Cross-posting via APIs

class MultiChannelPublisher:
    async def publish_telegram(self, text: str, media: list = None, channel_id: str = None):
        import telegram
        bot = telegram.Bot(token=TELEGRAM_TOKEN)
        if media:
            await bot.send_photo(chat_id=channel_id, photo=media[0], caption=text)
        else:
            await bot.send_message(chat_id=channel_id, text=text, parse_mode="HTML")

    async def publish_vk(self, text: str, media: list = None, group_id: str = None):
        import vk_api
        vk = vk_api.VkApi(token=VK_TOKEN).get_api()
        vk.wall.post(owner_id=f"-{group_id}", message=text)

Analytics and Reporting

async def generate_weekly_content_report(analytics: dict) -> str:
    response = await client.chat.completions.create(
        model="gpt-4o",
        messages=[{
            "role": "system",
            "content": "Create weekly content manager report.

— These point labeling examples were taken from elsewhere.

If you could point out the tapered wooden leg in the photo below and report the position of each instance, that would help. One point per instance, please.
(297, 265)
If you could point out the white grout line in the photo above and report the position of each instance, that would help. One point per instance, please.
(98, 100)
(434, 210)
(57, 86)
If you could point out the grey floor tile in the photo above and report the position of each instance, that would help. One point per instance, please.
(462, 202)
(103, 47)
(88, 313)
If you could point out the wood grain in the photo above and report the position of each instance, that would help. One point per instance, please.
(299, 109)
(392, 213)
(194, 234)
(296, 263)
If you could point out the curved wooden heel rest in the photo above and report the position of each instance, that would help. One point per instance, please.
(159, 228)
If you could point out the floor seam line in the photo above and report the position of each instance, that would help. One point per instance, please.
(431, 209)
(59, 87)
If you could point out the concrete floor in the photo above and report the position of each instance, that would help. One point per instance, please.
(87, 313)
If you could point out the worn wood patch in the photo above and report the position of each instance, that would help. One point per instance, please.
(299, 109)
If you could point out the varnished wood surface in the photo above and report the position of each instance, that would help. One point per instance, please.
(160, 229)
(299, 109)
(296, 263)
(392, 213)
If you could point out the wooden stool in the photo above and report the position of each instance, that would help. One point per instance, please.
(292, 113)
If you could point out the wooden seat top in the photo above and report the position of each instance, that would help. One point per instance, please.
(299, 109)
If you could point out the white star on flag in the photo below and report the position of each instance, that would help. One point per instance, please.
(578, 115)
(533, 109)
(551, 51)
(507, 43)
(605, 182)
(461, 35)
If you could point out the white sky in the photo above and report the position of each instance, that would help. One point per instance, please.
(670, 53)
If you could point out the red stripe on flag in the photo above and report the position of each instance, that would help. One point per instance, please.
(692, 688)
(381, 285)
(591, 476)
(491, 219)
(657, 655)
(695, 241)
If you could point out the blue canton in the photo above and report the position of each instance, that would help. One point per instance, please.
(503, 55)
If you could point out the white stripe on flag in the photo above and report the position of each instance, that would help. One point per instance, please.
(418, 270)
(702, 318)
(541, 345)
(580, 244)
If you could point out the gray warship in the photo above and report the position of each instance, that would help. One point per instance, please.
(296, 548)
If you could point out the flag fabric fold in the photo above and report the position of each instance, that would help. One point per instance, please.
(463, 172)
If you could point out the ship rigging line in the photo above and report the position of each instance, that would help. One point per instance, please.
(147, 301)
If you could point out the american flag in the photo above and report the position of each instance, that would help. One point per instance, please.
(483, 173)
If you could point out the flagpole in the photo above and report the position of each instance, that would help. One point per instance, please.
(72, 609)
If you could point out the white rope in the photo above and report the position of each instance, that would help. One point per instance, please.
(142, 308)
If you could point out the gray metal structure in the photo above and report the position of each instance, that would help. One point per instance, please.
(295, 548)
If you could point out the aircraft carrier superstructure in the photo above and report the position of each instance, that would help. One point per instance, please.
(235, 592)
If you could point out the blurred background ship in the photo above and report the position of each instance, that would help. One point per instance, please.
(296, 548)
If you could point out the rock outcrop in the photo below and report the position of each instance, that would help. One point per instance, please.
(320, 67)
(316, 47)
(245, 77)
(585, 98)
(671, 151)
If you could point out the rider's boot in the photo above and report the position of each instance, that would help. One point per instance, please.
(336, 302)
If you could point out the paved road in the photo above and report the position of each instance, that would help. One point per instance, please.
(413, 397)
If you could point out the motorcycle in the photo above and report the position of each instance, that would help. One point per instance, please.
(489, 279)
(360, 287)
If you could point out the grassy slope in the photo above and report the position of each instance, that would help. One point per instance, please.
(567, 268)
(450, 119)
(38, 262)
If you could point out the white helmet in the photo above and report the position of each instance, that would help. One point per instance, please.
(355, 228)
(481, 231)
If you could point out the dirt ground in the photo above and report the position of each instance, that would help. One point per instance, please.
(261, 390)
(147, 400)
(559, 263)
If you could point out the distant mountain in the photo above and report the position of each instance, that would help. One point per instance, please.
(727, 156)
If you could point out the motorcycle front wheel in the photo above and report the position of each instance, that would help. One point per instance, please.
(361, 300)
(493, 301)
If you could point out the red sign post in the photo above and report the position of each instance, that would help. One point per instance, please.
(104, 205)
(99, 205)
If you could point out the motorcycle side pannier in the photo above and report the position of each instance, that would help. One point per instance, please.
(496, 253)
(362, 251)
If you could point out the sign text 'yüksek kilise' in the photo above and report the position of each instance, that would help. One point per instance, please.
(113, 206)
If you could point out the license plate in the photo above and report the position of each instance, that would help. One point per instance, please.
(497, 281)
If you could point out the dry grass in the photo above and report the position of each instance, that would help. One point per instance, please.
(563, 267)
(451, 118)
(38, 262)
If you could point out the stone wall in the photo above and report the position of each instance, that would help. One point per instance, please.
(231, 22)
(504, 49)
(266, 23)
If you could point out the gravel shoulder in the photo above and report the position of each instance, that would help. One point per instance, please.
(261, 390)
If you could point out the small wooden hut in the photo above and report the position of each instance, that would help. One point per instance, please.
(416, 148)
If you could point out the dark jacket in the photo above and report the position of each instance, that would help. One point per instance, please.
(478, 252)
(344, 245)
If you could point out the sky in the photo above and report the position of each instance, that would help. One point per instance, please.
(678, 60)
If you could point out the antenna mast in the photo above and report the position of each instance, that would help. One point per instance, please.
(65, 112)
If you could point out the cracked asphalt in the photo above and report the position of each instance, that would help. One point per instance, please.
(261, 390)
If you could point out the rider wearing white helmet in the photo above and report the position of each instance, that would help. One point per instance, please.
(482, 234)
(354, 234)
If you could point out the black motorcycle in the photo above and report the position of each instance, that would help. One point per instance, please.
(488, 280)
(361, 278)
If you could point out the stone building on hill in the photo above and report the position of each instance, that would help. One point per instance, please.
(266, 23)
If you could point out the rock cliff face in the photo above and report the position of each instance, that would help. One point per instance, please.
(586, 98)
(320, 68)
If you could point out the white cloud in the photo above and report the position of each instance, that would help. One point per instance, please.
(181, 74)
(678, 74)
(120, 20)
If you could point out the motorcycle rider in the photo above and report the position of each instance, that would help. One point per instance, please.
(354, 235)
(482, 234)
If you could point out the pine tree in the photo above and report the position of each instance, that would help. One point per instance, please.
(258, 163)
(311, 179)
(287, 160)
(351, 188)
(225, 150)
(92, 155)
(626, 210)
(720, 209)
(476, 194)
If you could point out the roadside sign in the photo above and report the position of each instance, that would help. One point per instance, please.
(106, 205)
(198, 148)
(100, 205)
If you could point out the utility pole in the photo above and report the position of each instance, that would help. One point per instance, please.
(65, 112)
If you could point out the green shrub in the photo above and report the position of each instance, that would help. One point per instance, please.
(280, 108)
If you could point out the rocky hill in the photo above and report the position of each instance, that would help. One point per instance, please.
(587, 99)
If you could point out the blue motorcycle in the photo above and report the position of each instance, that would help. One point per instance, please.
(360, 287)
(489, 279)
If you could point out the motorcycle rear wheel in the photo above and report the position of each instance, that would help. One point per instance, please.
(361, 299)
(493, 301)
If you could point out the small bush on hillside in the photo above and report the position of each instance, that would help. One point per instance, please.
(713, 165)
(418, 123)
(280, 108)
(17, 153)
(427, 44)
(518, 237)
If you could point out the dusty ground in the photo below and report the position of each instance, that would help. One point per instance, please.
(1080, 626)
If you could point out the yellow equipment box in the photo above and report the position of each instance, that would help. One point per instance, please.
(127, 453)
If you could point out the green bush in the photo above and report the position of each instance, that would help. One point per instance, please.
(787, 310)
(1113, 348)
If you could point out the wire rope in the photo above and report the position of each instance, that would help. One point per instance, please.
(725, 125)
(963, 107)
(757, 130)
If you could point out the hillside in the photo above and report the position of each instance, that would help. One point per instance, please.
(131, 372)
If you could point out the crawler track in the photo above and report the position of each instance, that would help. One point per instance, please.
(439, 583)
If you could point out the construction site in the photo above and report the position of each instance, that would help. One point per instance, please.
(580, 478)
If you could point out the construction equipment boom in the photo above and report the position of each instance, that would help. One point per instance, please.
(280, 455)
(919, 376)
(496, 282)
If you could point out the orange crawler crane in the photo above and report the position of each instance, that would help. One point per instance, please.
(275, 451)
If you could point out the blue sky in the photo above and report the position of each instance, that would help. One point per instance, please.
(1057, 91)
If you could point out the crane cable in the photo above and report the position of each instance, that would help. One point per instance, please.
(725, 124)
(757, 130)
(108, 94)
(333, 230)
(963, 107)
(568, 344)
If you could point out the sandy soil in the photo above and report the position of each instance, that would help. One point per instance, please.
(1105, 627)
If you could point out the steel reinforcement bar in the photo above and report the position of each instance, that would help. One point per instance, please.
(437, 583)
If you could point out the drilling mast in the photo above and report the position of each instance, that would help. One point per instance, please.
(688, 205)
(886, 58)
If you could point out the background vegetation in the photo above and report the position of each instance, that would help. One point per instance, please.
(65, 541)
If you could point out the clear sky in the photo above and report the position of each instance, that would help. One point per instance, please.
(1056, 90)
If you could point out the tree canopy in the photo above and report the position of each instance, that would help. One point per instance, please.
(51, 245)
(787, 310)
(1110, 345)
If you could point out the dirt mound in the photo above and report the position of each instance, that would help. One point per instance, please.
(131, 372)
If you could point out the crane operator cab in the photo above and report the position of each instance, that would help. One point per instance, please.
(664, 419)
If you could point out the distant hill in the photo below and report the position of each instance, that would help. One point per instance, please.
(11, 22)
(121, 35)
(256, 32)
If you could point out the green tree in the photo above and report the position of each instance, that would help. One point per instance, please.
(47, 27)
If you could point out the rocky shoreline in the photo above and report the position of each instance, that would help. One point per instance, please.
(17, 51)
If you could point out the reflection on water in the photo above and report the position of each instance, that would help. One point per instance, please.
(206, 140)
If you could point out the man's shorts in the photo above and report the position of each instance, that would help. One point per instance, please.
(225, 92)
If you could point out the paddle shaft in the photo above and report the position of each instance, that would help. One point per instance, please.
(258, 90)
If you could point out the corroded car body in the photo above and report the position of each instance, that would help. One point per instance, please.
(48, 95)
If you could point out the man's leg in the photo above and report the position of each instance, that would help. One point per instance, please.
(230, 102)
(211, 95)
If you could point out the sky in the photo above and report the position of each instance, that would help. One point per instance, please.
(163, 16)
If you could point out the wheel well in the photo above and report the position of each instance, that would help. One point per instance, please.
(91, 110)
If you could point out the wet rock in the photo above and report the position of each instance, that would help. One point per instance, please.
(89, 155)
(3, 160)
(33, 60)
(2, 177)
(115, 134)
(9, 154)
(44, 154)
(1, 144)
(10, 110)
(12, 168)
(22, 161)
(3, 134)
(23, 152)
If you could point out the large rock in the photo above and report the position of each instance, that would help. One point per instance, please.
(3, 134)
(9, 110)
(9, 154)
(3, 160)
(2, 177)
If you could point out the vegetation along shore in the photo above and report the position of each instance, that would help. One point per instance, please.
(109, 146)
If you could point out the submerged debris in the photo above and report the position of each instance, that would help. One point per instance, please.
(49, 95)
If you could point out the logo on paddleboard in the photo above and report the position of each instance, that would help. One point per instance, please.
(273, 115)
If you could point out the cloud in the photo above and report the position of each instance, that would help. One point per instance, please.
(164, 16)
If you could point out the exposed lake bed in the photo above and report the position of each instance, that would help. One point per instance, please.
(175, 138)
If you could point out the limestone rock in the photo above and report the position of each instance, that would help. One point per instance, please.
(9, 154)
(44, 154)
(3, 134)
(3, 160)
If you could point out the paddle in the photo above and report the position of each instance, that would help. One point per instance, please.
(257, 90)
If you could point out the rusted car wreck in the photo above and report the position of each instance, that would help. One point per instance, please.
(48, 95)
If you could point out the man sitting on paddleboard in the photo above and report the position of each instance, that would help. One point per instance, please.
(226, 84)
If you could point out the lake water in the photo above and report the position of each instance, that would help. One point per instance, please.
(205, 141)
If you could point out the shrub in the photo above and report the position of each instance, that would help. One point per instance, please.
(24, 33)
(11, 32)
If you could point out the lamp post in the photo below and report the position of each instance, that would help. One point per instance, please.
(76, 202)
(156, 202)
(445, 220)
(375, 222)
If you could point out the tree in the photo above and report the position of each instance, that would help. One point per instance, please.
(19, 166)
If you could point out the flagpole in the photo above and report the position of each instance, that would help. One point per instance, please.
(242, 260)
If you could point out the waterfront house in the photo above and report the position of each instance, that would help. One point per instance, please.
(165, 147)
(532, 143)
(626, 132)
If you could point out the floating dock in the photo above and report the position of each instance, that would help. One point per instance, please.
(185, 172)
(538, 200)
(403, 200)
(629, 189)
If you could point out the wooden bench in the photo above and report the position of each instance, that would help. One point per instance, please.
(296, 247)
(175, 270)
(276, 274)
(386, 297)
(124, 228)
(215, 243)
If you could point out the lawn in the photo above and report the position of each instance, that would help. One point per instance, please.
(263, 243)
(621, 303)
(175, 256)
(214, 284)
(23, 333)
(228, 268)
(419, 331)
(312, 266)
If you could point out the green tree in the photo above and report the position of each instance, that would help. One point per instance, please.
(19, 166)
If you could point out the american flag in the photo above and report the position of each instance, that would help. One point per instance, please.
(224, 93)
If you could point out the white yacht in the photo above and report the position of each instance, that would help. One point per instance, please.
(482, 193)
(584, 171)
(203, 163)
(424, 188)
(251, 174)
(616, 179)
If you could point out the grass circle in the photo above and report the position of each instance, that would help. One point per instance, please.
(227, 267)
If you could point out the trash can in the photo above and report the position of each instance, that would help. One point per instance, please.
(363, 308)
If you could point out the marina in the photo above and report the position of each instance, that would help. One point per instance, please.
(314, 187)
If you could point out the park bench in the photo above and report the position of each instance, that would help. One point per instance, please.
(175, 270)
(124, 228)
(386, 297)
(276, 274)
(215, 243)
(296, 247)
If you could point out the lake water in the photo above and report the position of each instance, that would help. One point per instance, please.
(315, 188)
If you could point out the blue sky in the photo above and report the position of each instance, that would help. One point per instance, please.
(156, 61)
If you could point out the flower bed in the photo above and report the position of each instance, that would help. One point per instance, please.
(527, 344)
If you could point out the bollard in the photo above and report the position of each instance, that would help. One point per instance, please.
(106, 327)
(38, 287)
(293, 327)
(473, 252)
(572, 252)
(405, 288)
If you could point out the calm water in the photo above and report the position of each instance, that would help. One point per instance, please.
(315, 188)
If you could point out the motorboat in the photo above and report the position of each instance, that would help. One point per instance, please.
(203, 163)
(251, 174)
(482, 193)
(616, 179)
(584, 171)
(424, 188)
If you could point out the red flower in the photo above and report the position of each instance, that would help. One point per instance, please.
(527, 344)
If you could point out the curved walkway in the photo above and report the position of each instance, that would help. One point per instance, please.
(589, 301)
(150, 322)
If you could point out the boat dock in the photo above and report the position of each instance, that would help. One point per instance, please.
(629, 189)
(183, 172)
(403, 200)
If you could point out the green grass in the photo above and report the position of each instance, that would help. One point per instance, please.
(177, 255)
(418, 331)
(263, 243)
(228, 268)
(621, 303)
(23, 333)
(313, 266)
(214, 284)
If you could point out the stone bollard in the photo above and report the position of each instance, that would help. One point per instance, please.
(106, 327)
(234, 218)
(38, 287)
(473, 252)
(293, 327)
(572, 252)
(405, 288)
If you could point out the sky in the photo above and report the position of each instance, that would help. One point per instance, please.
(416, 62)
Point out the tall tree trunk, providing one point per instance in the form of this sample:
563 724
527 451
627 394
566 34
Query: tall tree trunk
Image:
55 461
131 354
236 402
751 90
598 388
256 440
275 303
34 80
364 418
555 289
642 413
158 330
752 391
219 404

Structure: top posts, reach/engagement, best formats, recommendations."
        }, {
            "role": "user",
            "content": json.dumps(analytics, ensure_ascii=False)
        }]
    )
    return response.choices[0].message.content

Timeline: basic agent with scheduled posting and 2–3 channel adaptation — 2–3 weeks. Full system with moderation, analytics, and integrations — 6–8 weeks.